Axayacatl /nah/ and its plural, āxaxayacatl /nah/ (the plural form is not commonly used in daily Nahuatl) are the two common names of pre-Hispanic origin used in Mexico to refer to species of aquatic insects in the family Corixidae, the eggs of which, ahuauhtli (/nah/) (in Spanish ahuautle), deposited abundantly on rushes (grass-like plants in the Juncaceae family) and flags (species of Iris plant) in lakes and ponds, are collected and sold as a sort of Mexican caviar, as part of Aztec cuisine.

==Gastronomy use==
Both the adult axayácatl and its roe are edible. The insect is caught with a net and roasted before being eaten; the ahuautle is obtained by placing tules on the shore of the lakes (in the past, corn leaves were used) where the axayácatl leaves its eggs, which are then dried and roasted. Both foods are very rich in protein, with digestible protein percentages of 61.96 and 63.88 percent, respectively.
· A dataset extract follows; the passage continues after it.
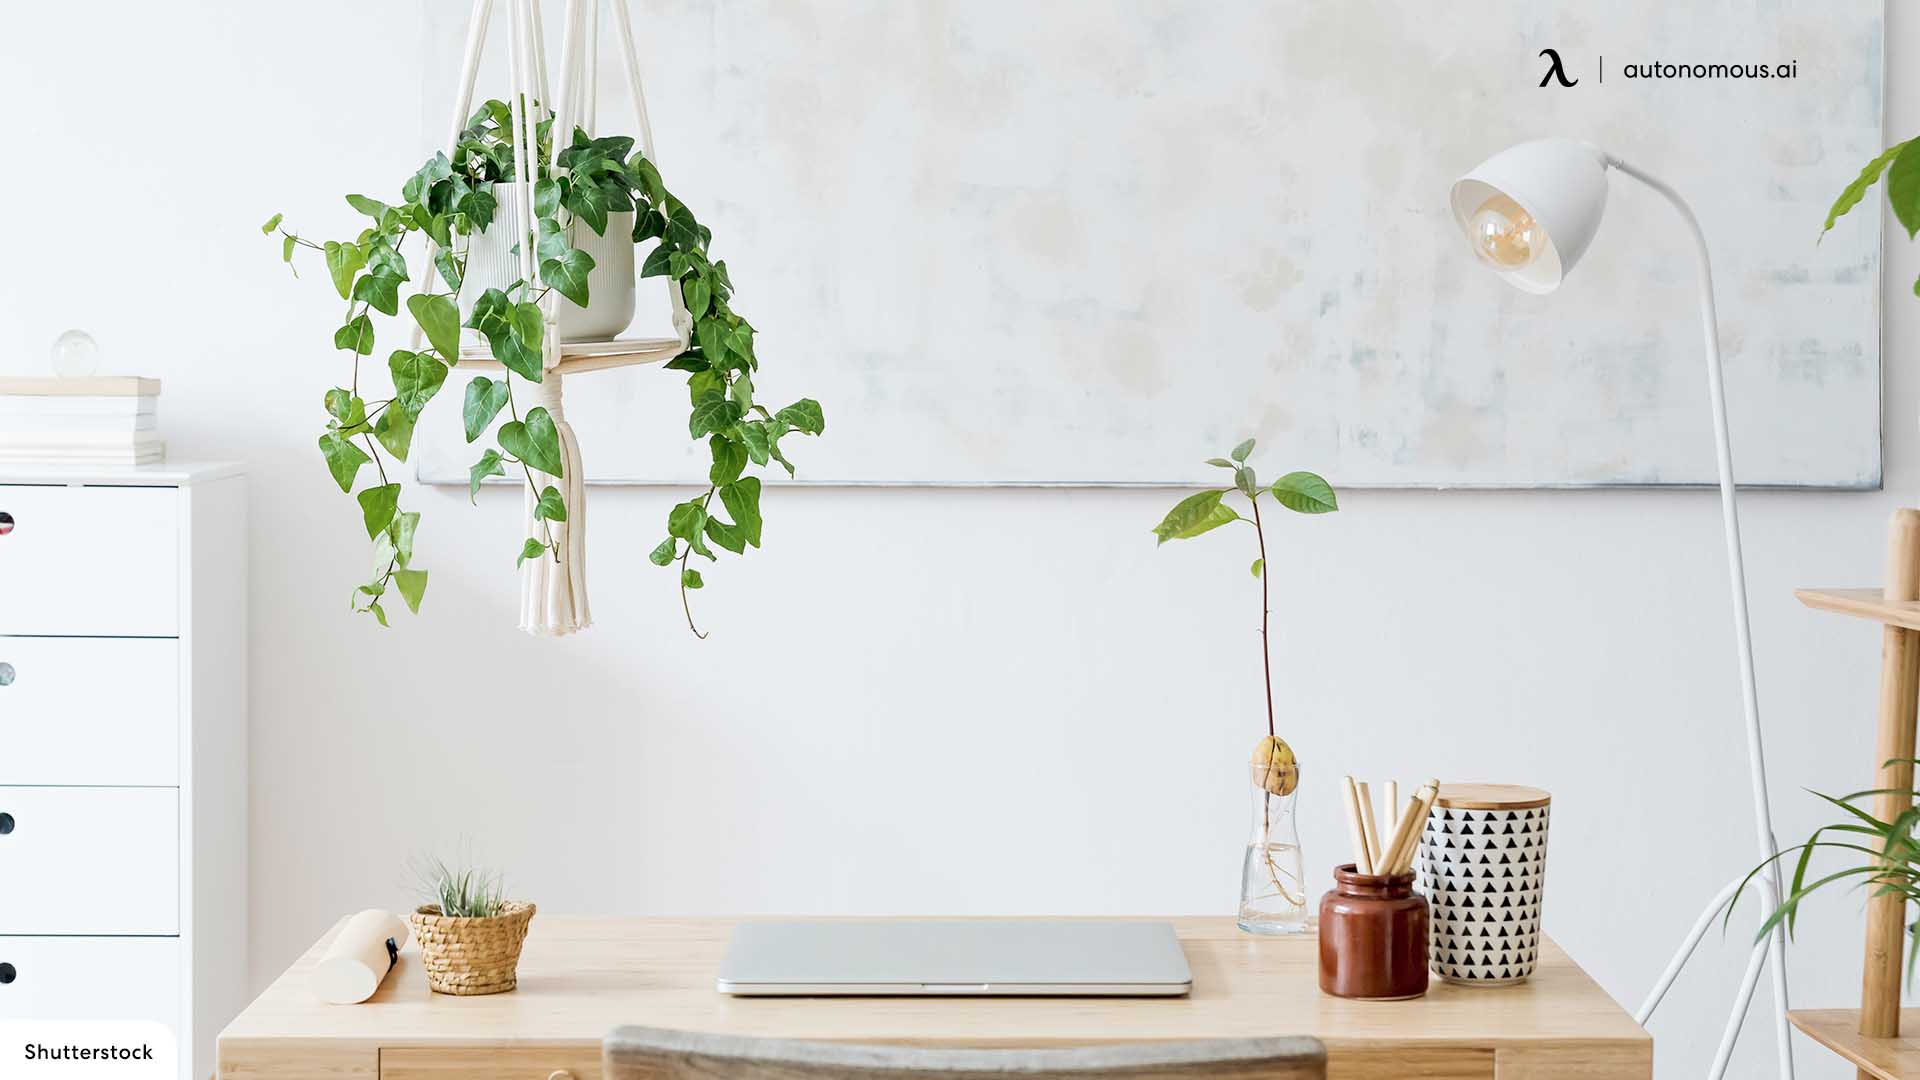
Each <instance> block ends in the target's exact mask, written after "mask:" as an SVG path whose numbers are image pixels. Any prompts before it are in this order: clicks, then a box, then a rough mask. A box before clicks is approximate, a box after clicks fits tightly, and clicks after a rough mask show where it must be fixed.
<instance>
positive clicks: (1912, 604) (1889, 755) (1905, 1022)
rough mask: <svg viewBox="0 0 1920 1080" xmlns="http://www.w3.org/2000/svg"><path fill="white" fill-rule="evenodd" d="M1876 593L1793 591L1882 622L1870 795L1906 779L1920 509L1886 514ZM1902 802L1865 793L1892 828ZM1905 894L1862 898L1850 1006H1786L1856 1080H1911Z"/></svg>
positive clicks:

The accounts of the Spanish conquistadors tell that they were given as an offering to the divinity Xiuhtecutli. They were also brought to Montezuma's court in Tenochtitlan daily, so that the Aztec emperor could eat them fresh for breakfast. Normally, the ahuautle was eaten in tortas or taquitos and the conquistadors learned to appreciate it on Fridays, when their Catholic religion prevented them from eating red meat.

Nowadays, the axayácatl is eaten toasted, while the ahuautle is usually prepared in cakes dipped in egg batter and fried, but also in tamales or mixiotes. They are most consumed during Lent and Christmas Eve. Cultivation of these species is simple and cheap, although they fetch high prices in the market due to high demand. In addition, they are endangered by the drying and pollution of the lakes in which they have their habitat.